Hill concedes that he has been curt at times with people addressing the Board of Supervisors and has pledged to correct that behavior.
But he also has noted that the people he has had run-ins with are, for the most part, the anti-sewer contingent from Los Osos who routinely criticize and sometimes revile board members and county staff, and who have gotten into verbal wrangles with every board chairman for years.
Some of these folks have accused county employees of criminal activity and referenced their private lives and even the lives of their children.
The one time Hill cut off a speaker, he says, that speaker was talking in public about the minor children and married life of a county employee.
The Tribune asked Waage where he would draw the line. Would he allow personal remarks about county employees or their families, or slanderous comments about department heads?
“I don’t like to get into answering ‘what if’ questions,” he wrote. “The Brown Act is the controlling legislation regarding pubic comment and I would follow that.”
The act governs public meetings and when they need to be open or closed.
Taking a joke?
The oddest, most convoluted and most persistent of the 2012 nonpolicy campaign capers began in January as a prank phone call, and is making the rounds this month as a robo-call to voters engineered by controversial off-road activist Kevin P. Rice, who is trying his hand at conservative political action, including a speaking appearance at a Tea Party rally in March.
In January, Hill saw a letter to the editor in The Tribune from his supporter, Sheila Blake. He left a “joke” message on her voicemail asking whether she was a communist, expressing mock displeasure and, thinking she would recognize his voice, saying, “This is Ed Waage.”
To the wisecracking Hill, this is the sort of offhand remark friends and political allies make all the time. But Blake did not recognize his voice. She contacted Waage, who made an issue of it, calling the behavior inappropriate.
When she learned Hill had made the call, Blake called it “an innocent joke. It’s all a silly misunderstanding and not a diabolical plot. Let’s move on.”
Nevertheless, Waage has continued to bring up the voicemail. Keeping it out there against Blake’s wishes has, to some, raised questions about Waage’s own character. But he says that though he has since spoken with Blake and she has wished him well, he has not apologized for continuing to refer to the voicemail. He insists that the recording is part of a larger pattern of “questionable” behavior by Hill.
Hill, meanwhile, says Waage is using the issue to distract from what he calls his solid record.
The Blake tape appeared to be fading away until Rice popped up. He is now sending the recording to registered voters, with an anti-Hill message.

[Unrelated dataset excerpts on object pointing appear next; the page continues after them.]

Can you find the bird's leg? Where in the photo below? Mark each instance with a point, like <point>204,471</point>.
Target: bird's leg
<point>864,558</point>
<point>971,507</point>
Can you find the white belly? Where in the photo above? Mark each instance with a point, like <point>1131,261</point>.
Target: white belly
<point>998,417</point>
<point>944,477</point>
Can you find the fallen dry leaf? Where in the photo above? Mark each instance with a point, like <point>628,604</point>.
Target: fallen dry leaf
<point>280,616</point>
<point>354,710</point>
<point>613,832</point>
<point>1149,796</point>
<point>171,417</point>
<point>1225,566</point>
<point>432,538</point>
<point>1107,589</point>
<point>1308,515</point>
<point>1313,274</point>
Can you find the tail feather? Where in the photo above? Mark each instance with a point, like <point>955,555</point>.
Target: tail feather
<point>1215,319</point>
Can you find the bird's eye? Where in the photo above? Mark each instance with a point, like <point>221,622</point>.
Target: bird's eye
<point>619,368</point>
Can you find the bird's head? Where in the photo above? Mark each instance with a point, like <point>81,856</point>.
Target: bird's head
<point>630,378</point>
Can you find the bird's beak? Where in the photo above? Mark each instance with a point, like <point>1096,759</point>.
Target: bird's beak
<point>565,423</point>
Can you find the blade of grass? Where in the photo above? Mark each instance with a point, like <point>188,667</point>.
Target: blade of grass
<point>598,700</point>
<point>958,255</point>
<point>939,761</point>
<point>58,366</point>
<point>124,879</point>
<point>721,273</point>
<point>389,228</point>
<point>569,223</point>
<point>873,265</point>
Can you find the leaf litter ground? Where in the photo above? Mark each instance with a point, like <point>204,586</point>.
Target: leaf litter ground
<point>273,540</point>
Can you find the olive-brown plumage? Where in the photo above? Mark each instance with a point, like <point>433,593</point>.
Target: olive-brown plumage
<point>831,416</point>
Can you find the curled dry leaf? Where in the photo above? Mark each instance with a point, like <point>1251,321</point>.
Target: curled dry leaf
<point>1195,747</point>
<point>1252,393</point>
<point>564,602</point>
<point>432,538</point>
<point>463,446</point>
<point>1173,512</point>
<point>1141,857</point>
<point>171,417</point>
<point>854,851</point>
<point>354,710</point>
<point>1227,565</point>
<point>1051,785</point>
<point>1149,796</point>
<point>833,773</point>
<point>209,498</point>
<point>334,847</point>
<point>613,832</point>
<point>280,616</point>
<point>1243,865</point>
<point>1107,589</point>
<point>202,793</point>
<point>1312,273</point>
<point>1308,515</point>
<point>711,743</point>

Rice is best known locally for his aggressive — some have said overly aggressive — tactics in defense of off-road riding in the Oceano Dunes state park. He has famously called the employers of, and complained about, people who have spoken or written publicly opposing his views.
Rice also looked up and disseminated histories of grand jury members who took a different view of things, and he once confronted an opponent at his home in the Sierra, telling the man that he happened to be in the neighborhood.
The calls replay Hill’s message to Blake, question his leadership, and stress that the calls were not initiated by Waage. Waage told The Tribune he did not realize Rice was sending the robo-calls. But he has not asked Rice to stop them.
Rice told The Tribune on Wednesday he has the voter registration list and is “working (his) way through it.”